The next consideration is the effort required to maintain our jobs and the monthly salary income. If they are a big mental and physical drain, it doesn’t matter what the pay is if we don’t at least enjoy some parts of our work days. To be honest, we find work stimulating enough to keep going at it. Our jobs now are at an almost permanent flexible work from office/home arrangement basis. Meaning we work in the office on certain days (by choice or coordinating with our colleagues) and we work at home on other days. So I get to have the social and professional interaction with my colleagues in the workplace while being able to switch off from the demands at home. Balanced out with actually being at home the rest of the time so I can run errands and spend time with my family. This makes corporate jobs in the office much more bearable than before when we were stuck in the office 5 days a week with no flexibility and tons of wasted face & transport time.

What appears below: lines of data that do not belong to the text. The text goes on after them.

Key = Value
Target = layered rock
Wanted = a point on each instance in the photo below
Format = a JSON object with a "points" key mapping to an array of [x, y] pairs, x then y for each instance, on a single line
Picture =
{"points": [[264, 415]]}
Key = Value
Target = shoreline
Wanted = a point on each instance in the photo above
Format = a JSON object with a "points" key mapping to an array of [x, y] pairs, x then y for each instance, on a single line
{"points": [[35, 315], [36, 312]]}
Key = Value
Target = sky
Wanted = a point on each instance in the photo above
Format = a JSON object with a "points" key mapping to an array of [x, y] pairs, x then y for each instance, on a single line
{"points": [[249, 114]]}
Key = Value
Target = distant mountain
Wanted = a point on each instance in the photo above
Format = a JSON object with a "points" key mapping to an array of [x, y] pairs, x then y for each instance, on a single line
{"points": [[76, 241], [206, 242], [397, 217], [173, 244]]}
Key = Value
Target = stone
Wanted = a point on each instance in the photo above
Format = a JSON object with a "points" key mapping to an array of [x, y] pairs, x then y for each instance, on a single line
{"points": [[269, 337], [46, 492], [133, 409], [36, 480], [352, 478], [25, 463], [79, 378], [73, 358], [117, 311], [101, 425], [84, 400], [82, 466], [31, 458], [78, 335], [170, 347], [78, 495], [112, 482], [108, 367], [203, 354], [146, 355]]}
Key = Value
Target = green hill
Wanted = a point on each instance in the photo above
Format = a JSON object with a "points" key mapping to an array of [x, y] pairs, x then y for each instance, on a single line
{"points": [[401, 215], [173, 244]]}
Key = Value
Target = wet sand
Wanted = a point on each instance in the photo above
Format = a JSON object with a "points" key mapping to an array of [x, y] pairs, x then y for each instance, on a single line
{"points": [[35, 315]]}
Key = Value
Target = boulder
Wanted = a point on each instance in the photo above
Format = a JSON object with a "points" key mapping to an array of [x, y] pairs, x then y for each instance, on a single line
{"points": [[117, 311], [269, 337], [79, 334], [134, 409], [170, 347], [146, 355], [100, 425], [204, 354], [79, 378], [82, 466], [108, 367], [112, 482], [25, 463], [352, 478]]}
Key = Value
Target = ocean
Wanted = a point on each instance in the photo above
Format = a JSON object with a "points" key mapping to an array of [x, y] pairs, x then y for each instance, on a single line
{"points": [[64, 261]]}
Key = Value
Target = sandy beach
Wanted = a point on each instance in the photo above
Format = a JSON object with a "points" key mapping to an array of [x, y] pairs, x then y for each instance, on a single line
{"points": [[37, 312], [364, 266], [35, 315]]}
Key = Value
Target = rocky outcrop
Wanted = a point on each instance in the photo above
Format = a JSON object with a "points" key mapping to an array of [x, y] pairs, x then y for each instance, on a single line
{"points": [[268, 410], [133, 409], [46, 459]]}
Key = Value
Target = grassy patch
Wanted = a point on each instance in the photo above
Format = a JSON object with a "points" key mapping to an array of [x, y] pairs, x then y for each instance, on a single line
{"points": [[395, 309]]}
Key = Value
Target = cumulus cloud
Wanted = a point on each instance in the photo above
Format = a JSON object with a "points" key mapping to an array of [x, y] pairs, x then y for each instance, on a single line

When I started the new year 2022, I was getting ready to gear up and move jobs or gun for a promotion. My wife had went through a big restructure and changed jobs twice in the past 2 years. Her career trajectory has gone up and is stable now so I figured it was my turn to step up. But we got some big news recently on the personal front that is making me change my mind. There’s a chance our family has to go through another major transition in the later half of the year. And she’s going to need a lot more support from me than before. I doubt I can provide that in the midst of getting busier at work if I change jobs. It’s also going to impact the move-in timetable to our new place (factoring in the higher renovation costs and increased time taken due to worker shortages). I don’t want to get squeezed on both ends managing professional and personal issues at a time when she needs stability more so than ever. I will try to keep posting on my blog about these updates but as you can see, it’s already reducing the time I have to write. Let’s watch this space!